The north door or Devil's door, was blocked up at one time and then later re-opened. The devil's door was left ajar during baptisms to release any evil spirits in the child. On the north side of the chancel are two gravestones, one of these refers to the Jermyns, a wealthy family who owned property in Beighton, Hackenthorpe and Eckington. There is a Hagioscope or squint cut into the wall between the chancel and the nave, this enabled worshippers to see the priest's actions indirectly. Two brasses on the south wall of the nave mark the resting places of William Jessoppe, vicar of Beighton, who died in 1667 and M. Robert Jessoppe of Waterthorp Gent who died in 1753. The rood was designed by Ninian Comper.
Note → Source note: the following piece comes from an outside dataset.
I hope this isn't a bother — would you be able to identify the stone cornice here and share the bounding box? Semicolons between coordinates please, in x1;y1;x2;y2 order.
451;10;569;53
In December 2006, Ed Dennison Archaeological Services Ltd were commissioned by the church council to conduct archaeological observations during internal refurbishment of the church and the replacement of the external drainage system. The result of this observation found no evidence of any remaining features connected with the original medieval church. The most noteworthy feature uncovered was the rediscovery of an early stone floor, last recorded in 1816 and buried in the 1867 restoration. The floor is thought to date from the early 16th century.

==List of rectors==
- 1316 – Bartholomew de Coryngham
- 1349 – Geoffrey de Haddon
- 1356 – William de Fereby
- ? – Richard de Beuley
- 1367 – Richard de Raundes
- 1374 – Richard de Kyngeston
- 1396 – John del More
- 1429 – Roger Wyresdale
- 1435 – Thomas Wakesley
- 1442 – Matthew Lachford
- 1456 – William Orwell (Collated by Bishop)
- ? - John Tynker (Buried at Beighton 1480)
- 1490 - 	Thomas Atkinson
- 1535? – Leonard Lynley (d 1538 buried in chancel)
- 1538 – Thomas Rainshaw
- 1543 – Ralph Royez
- 1557 – William Wordsworth
- ? – Nicholas Harvey
- 1567 – George Harvey
- 1603 – John Higdon (d 1613, buried in chancel)
- 1638 – Edward Haslam
- 1640 – John Hunne
- 1650 – William Jessop (d 18 April 1667 d at Beighton) Appointed by Parliamentary Commission
- 1667 – Thomas Goold (Buried at Beighton 1674)
- 1674 – Henry Burdyn
- 1690 – Thomas Jackson
- 1703 – Marmaduke Drake (Buried at Beighton 2 December 1741)
- 1733 - John Drake
- 1745 – John Drake Jnr (Buried at Beighton 7 February 1763)
- 1763 – Thomas Purcell (Buried at Beighton 28 July 1764)
- 1764 – Joseph Meller
- 1769 – Richard Morton
- 1821 – Hon. Thomas Erskine (Buried Beighton 5 January 1859)
- 1859 – George Hardolph Eyre
- 1865 – George Antrobus (buried at Beight 21 November 1872)
- 1872 – Edward Reynolds
- 1889 – Robert Stewart Hare
- 1911 – Andrew Brown Maughan
- 1932 – Paul Basil Honeybourne Ashwin
- 1939 – Ernest, Reginald Redfern
- 1946 – Harold Pickles
- 1957 – William Gilbert Potts
- 1964 – Colin Nield
- 1969 – Robert Edwin Michael Vickers (d 1 December 1975, Ashes interred at Beighton)
- 1976 – Alan Roy Billings
- 1978 – Alan Gardner Livesley
- 1984 – Alan Grenville Richards

Chantry Priests
- Richard Ashe (died 1541) was buried in the church.